Share

Kastil Megah

Mobil sedan hitam membawa Maria dan juga Mark. Di dalam mobil itu mereka hanya diam membisu. Bahkan suara musik pun tidak terdengar sama sekali.

Keheningan menemani mereka menuju kastil megah milik Mark.

Dua jam perjalanan, akhirnya mereka pun tiba. Maria melirik bangunan di depannya. "Apakah ini istana?" batin gadis itu.

"Apa kau lebih suka tinggal di dalam mobil?" cetus Mark yang sudah keluar dari mobil.

"Kalau aku diberi pilihan untuk tinggal di mobil, maka aku lebih baik diam di sini," bisik Maria.

"Apa kau mengatakan sesuatu?" tanya Mark penuh selidik.

"Tidak!"

Maria pun keluar, mengikuti jejak langkah Mark memasuki kastil yang menjulang tinggi.

Warnanya coklat tua, bagian dalam dipenuhi pernak-pernik klasik nan unik.

Di sudut ruangan lantai satu terdapat tirai kristal putih. Ada pula patung harimau yang tampak menyeramkan. Mata hewan buas itu berwarna merah menyala.

Sedangkan lampu gantung terlihat remang-remang.

Hampir seluruh ruangan memiliki bola lampu kuning. Sehingga menambah kesan klasik yang mendalam.

Maria mulai bergidik ngeri tatkala patung harimau itu bersuara. Rupanya suara tersebut merupakan kunci untuk menuju lantai atas.

"Ini rumah atau istana hantu? Mengapa sangat menyeramkan?" batin Maria semakin ketakutan.

Bug!

Seperti biasa, Maria kerap tidak memperhatikan jalannya. Sehingga punggung Mark menjadi sasaran.

"Apa kau selalu menyimpan bola matamu di belakang? Mengapa kau selalu menabrakku?" cetus Mark kesal.

"Maafkan aku. Aku hanya takut pada harimau," sahut Maria jujur.

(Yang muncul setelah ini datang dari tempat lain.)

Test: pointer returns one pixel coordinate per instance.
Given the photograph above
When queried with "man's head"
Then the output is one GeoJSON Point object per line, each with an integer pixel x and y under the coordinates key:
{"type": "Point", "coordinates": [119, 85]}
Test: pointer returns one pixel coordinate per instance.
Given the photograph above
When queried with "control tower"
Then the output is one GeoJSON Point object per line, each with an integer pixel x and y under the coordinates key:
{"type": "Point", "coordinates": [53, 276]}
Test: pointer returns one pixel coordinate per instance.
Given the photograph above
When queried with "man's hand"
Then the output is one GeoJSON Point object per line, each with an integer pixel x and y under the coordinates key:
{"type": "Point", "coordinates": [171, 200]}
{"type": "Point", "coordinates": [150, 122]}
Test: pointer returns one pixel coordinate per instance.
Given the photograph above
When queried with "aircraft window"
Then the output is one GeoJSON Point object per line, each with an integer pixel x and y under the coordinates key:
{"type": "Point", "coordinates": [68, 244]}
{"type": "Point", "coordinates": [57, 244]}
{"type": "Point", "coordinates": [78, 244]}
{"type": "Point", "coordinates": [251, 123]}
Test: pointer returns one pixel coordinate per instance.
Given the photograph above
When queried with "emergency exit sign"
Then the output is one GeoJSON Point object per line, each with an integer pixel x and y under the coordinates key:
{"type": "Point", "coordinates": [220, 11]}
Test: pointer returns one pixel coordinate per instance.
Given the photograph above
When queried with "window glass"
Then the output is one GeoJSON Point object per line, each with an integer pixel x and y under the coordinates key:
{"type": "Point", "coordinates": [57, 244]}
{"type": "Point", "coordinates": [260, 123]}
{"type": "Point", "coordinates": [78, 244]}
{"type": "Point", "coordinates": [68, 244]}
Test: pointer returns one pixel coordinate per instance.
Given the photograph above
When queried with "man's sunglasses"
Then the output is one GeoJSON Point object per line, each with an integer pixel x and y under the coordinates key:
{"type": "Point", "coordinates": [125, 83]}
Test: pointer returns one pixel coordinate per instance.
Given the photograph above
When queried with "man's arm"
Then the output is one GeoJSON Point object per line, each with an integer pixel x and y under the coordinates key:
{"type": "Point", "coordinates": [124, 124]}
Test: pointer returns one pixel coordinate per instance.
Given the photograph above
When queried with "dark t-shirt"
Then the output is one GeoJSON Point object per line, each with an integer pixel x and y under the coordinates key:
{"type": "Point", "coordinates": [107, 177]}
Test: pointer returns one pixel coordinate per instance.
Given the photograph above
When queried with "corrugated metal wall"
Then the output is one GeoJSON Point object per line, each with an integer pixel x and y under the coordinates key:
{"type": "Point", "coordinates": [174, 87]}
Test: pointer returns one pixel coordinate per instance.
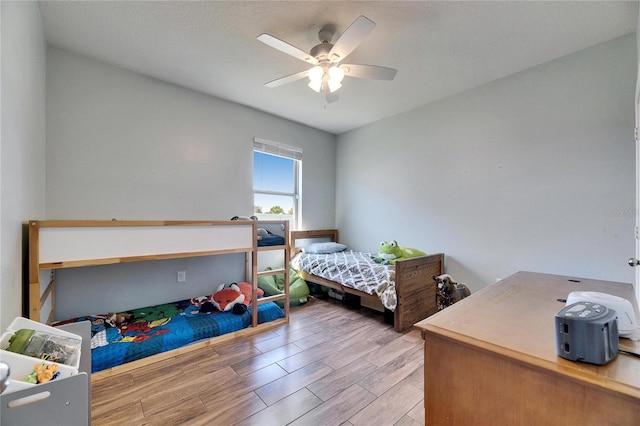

"Harimau?" Kening Mark berkerut tak paham. Namun, sedetik kemudian pandangannya tertuju pada patung harimau yang terpampang di dinding dekat lift.

Kini Mark paham, bahwa Maria takut pada benda mati tersebut. "Hati-hati, biasanya menjelang malam hari patung itu berubah menjadi mahkuk abstrak." Akan tetapi, alih-alih menenangkan Maria, Mark justru semakin menakut-nakutinya.

"Apa?" Dan benar saja, wajah Maria semakin pucat. Ekspresinya kian kentara.

"Tenang saja, dia tidak akan menggigit bila kau menjadi anak yang patuh," imbuh pria itu. Lantas menekan tombol lift ke lantai sembilan.

Sesampainya di sana, Mark disambut oleh beberapa pelayan. Mereka menunduk memberi hormat. Di antaranya ada yang berbisik, "Apakah gadis itu istri Tuan Mark?"

"Mungkin saja. Dia terlihat sangat polos dan kampungan," kata pelayan yang lainnya.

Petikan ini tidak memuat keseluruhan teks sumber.